Она уже привыкла позировать, тело само принимало нужное положение, руки на ощупь раскладывали локоны правильным образом. Кристи позировала уже более двух месяцев, приходила в студию несколько раз в неделю. Даже дома перед телевизором она ложилась именно так, как хотел Кэри Воленский.

Она так и не рассказала Джеймсу и Эйне о том, что поляк пишет ее портрет. А зачем? Разве их встречи не носят вполне… невинный характер? Кэри почти не разговаривал с ней, даже ни разу не коснулся с того первого дня. Так что в их отношениях не было ничего непристойного, убеждала себя Кристи. Как если бы лежать голой на чужой постели и позволять малознакомому мужчине ощупывать взглядом каждый миллиметр твоего тела не преступление! Кристи ужасно запуталась. Всякий раз, когда Воленский отодвигался от холста, она надеялась, что он подойдет к ней и примется ласкать, сводя с ума, но ничего подобного не происходило, и это было только к лучшему.

Когда ноябрь подошел к концу, Кристи поняла, что пора заканчивать эти странные, ни на что не похожие отношения. Чувство вины росло внутри словно грозовая туча. Она не ощущала его наедине с художником, но все остальное время вина была с ней, не оставляя ни на секунду.

Приближались последние числа ноября, а с ними и день рождения Джеймса. Муж упоминал, что хочет взять несколько отгулов, чтобы устроить себе небольшой отпуск. Кристи знала: окажись она с Джеймсом наедине, без детей, на столь длительный период, вина съест ее целиком.

Она чувствовала себя гадко, потому что обманывала не только мужа, но и сестру. Маленькая трогательная Эйна, которой она была словно мать, и представить не могла, на какое ужасное предательство способна Кристи. К счастью, отношения Эйны с Кэри постепенно сходили на нет.

— Он так увлечен своей работой! — возмущалась сестра. — Просто наваждение какое-то! Он едва замечает меня. Разве это любовь? Мы с Кэри такие разные. Как думаешь, разрыв сильно ранит его?
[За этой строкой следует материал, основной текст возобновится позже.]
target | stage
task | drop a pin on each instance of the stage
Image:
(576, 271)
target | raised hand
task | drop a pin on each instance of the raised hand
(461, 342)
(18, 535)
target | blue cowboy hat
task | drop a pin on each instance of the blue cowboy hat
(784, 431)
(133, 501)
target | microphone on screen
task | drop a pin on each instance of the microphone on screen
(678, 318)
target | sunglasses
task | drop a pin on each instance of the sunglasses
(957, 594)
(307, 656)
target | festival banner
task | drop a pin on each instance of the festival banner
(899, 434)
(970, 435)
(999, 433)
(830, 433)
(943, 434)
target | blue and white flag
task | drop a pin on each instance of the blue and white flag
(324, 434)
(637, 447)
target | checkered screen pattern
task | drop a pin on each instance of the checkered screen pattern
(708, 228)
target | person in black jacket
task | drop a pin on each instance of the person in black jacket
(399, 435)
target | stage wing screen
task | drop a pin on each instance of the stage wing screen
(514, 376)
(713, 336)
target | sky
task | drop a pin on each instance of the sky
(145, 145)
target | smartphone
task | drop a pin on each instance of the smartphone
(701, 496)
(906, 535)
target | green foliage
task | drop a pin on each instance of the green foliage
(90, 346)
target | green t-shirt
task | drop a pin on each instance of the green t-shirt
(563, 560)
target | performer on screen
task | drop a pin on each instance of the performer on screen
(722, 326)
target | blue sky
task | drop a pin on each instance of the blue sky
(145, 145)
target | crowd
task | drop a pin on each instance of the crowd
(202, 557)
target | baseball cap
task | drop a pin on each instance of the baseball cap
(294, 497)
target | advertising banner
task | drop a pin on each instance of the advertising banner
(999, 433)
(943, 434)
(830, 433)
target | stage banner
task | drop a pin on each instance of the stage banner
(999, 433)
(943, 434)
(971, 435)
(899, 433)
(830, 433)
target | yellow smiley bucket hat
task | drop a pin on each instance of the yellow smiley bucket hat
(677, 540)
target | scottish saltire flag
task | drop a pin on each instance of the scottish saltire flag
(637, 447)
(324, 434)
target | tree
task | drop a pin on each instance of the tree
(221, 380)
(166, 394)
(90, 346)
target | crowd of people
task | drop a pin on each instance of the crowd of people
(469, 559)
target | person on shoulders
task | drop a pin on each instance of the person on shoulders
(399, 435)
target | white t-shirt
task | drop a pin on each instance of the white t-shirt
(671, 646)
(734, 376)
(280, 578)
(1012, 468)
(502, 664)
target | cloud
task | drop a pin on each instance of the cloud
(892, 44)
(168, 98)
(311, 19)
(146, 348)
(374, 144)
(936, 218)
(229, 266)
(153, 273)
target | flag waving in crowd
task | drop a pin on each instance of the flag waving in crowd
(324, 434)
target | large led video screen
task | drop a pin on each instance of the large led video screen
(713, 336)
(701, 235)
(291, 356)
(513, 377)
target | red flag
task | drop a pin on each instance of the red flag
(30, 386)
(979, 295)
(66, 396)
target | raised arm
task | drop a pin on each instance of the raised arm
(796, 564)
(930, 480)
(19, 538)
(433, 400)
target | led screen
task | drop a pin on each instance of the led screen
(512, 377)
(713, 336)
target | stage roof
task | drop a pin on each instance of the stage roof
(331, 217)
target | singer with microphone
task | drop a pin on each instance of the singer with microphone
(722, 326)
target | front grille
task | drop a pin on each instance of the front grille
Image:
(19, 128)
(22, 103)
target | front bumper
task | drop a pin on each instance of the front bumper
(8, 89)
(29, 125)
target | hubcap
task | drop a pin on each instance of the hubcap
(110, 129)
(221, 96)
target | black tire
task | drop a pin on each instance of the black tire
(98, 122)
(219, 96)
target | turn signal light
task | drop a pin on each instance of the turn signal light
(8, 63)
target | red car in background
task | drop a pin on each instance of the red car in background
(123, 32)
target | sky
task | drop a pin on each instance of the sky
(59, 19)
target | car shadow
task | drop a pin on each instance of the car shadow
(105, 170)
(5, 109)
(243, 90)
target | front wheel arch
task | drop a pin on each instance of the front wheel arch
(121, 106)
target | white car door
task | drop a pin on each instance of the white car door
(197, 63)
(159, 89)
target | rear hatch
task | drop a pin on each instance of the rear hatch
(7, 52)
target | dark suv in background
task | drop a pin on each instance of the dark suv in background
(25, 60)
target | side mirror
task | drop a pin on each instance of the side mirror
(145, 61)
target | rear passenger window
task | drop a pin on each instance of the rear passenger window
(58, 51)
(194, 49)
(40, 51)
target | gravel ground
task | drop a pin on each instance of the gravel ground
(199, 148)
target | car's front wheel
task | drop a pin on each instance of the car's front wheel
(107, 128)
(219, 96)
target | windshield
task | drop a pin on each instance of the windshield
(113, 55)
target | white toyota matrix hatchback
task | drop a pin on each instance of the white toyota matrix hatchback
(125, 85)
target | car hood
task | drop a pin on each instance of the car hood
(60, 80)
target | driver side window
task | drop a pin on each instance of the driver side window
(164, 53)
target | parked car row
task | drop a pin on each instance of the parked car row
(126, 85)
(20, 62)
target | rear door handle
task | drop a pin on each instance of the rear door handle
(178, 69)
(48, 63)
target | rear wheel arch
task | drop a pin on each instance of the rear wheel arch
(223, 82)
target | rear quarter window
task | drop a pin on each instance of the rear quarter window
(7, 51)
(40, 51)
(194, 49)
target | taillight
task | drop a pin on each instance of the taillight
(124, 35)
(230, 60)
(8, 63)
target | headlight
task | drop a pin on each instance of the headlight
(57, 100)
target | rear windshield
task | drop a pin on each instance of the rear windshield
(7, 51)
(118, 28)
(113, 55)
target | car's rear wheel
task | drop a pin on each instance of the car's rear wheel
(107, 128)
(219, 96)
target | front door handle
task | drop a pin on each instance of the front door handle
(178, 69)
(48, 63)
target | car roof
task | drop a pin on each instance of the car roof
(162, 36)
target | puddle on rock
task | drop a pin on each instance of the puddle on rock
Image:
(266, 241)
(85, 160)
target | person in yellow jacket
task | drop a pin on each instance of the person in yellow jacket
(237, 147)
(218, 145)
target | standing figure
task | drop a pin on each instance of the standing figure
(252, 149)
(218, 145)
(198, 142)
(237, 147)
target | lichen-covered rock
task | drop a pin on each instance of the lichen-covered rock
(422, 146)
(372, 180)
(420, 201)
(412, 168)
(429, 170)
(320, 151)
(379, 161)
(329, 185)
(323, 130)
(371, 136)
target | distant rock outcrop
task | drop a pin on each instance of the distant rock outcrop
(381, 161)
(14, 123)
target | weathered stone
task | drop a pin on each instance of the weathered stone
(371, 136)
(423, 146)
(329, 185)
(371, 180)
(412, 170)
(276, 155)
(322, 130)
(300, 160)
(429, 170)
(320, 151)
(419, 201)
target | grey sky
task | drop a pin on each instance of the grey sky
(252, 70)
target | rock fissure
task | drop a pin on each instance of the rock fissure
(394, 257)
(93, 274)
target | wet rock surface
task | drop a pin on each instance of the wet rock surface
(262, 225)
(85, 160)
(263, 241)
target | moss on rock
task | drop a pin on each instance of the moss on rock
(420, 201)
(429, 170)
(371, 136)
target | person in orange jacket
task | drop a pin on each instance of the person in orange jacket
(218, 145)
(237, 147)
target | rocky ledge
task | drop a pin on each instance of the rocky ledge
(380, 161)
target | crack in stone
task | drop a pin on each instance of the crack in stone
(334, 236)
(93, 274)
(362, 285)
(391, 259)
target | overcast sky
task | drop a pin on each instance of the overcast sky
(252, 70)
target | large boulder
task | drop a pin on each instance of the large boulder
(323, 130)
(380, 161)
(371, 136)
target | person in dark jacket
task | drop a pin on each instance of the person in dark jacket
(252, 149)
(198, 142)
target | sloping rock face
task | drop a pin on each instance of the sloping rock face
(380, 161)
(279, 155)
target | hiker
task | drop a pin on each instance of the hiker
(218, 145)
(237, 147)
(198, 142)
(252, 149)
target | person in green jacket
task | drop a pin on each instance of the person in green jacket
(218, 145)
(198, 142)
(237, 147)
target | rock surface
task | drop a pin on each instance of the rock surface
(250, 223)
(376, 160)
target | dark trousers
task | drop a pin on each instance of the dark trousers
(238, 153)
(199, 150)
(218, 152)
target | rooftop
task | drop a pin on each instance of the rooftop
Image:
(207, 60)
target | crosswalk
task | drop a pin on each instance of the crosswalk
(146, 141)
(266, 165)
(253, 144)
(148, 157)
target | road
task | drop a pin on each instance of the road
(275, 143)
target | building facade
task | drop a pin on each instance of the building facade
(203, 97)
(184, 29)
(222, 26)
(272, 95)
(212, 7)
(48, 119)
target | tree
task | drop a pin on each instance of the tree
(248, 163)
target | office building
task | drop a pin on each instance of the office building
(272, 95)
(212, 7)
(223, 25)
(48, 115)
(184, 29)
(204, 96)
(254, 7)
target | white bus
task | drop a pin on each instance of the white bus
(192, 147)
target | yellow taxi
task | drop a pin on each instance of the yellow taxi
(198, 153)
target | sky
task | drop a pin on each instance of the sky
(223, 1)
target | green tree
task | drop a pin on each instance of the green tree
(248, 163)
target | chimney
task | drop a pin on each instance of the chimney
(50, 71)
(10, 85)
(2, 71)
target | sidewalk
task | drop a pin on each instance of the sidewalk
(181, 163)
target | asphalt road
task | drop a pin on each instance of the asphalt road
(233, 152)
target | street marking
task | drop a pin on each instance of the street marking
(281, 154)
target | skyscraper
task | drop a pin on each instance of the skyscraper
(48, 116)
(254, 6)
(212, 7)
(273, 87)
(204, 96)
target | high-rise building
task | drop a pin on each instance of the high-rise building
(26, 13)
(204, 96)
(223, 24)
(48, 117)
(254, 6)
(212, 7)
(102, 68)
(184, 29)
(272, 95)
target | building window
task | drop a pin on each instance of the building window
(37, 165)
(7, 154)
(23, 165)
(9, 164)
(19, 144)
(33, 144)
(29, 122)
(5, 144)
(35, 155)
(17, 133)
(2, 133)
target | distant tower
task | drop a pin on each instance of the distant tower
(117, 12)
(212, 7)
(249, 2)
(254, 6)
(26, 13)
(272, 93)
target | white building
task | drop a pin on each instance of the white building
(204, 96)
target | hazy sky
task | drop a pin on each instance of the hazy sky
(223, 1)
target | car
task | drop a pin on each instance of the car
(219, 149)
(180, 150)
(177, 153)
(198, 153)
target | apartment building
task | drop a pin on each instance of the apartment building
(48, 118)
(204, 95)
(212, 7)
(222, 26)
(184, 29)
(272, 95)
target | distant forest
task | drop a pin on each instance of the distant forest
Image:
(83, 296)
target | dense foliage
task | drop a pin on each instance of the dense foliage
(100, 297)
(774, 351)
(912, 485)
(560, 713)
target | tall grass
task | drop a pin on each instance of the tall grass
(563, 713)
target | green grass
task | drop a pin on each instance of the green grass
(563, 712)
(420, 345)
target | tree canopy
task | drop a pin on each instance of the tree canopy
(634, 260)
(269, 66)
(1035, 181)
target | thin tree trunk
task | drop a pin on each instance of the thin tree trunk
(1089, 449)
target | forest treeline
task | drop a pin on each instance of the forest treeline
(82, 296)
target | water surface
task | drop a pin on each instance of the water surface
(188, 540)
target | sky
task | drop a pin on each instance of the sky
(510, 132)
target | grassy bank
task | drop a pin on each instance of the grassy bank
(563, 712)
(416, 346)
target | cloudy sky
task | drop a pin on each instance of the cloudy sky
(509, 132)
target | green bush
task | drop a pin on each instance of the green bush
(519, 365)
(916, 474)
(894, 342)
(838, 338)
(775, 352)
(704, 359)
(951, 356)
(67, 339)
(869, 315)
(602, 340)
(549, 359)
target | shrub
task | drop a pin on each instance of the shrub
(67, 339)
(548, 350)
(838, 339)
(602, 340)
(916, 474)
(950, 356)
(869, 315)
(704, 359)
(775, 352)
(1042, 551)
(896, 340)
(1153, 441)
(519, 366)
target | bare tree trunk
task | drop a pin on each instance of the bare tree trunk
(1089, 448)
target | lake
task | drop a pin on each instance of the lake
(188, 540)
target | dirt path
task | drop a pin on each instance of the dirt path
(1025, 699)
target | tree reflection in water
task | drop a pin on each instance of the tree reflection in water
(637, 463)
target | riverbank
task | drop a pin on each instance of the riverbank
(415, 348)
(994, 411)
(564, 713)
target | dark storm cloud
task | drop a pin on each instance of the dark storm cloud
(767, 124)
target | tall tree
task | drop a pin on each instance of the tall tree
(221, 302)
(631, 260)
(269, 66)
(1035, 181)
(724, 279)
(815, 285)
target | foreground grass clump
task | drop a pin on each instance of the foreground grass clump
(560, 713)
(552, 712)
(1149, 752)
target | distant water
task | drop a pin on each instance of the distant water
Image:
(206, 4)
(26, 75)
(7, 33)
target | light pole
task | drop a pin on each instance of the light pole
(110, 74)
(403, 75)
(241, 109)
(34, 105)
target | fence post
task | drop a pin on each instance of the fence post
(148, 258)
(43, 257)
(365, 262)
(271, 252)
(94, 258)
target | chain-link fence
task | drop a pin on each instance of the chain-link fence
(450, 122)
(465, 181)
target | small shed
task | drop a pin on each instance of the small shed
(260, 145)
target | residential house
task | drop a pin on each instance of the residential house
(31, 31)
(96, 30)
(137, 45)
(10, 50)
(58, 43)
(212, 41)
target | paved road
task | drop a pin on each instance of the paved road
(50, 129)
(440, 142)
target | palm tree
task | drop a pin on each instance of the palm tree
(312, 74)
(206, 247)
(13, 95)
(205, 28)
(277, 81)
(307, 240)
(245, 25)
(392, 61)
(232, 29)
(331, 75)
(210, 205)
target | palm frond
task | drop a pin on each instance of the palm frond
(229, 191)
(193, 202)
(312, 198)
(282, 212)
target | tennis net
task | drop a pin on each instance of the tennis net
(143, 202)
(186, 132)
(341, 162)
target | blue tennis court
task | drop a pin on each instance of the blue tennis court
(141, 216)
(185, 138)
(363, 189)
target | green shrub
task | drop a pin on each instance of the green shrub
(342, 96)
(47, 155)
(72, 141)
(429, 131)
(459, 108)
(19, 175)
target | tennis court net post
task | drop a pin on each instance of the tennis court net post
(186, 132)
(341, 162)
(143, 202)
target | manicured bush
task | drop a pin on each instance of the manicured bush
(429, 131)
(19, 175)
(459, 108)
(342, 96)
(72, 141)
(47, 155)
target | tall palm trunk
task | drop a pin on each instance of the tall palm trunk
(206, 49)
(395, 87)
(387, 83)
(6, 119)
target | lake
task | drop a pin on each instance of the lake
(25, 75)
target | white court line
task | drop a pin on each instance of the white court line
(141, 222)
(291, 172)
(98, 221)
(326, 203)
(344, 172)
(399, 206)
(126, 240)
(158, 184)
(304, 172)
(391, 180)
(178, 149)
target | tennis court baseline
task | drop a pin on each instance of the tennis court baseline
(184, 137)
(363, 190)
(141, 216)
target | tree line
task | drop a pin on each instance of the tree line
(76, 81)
Узнав, что Эйна готова бросить художника, Кристи пришла в ужас. Она отчаянно боялась, что, исчезни одно из препятствий для романа с Воленским, она бросится к нему в объятия, забыв о муже и детях. Следовало закончить эти странные отношения как можно скорее. Случись между ней и Воленским секс, и Кристи ни за что не простила бы себя.

Холодным ноябрьским утром она приняла решение, что позирует художнику последний раз.

Он достаточно успел изучить ее тело и запомнить детали, чтобы дорисовать портрет по памяти, думала Кристи. Возможно, Воленский знал черты ее лица, текстуру волос и оттенок кожи куда лучше, чем она знала себя.

Она дождалась перерыва в работе, встала размять затекшие мышцы и сделала себе горячего чаю. На улице было холодно, и Кристи мерзла в студии. Она сжала чашку обеими руками, стремясь согреться.

— Прости, Кэри, но больше я не приду, — сказала она, глядя из окна студии на крыши ближайших коттеджей.

Главное было сказано. По телу прошла волна неконтролируемой дрожи.

— Но почему? — В голосе Кэри отчетливо сквозил ужас.

Воленский возник у Кристи за спиной — она кожей почувствовала его близость — и взял за плечи горячими руками. Она охнула и едва не уронила чашку.

— Это должно прекратиться, — пробормотала Кристи, пытаясь контролировать себя, чтобы не прижаться спиной к горячей груди Воленского. Он сам прижал ее к себе, и Кристи с облегчением закрыла глаза. — Ты сам видишь, что происходит…

— Ничего я не вижу. Ты вдохновляешь меня. Я знаю, что чувствую, знаю, что чувствуешь ты. Но почему мы должны прекращать наши встречи?

Кристи вздохнула, не открывая глаз.

— Потому что все это неправильно. Я люблю мужа и детей. И Эйну тоже. Я не должна была приходить в твою студию. Ты даже не представляешь, какая это пытка для меня! Я мучаюсь здесь, под твоим взглядом. И я мучаюсь везде, где нет тебя, потому что у меня проясняется сознание и я начинаю думать о тех, кого предаю. Только представь, что было бы, узнай Джеймс и Эйна, что происходит.

— Эйна очень хорошая, но мы с ней чужие люди. И она сама понимает это. Я с самого начала предупреждал ее, что наши отношения обречены, но она ужасно упряма. Она стала встречаться со мной, желая доказать, что я не прав. Ей нужно найти милого доброго парня, с которым можно завести семью и детей. А я вовсе не милый и не добрый.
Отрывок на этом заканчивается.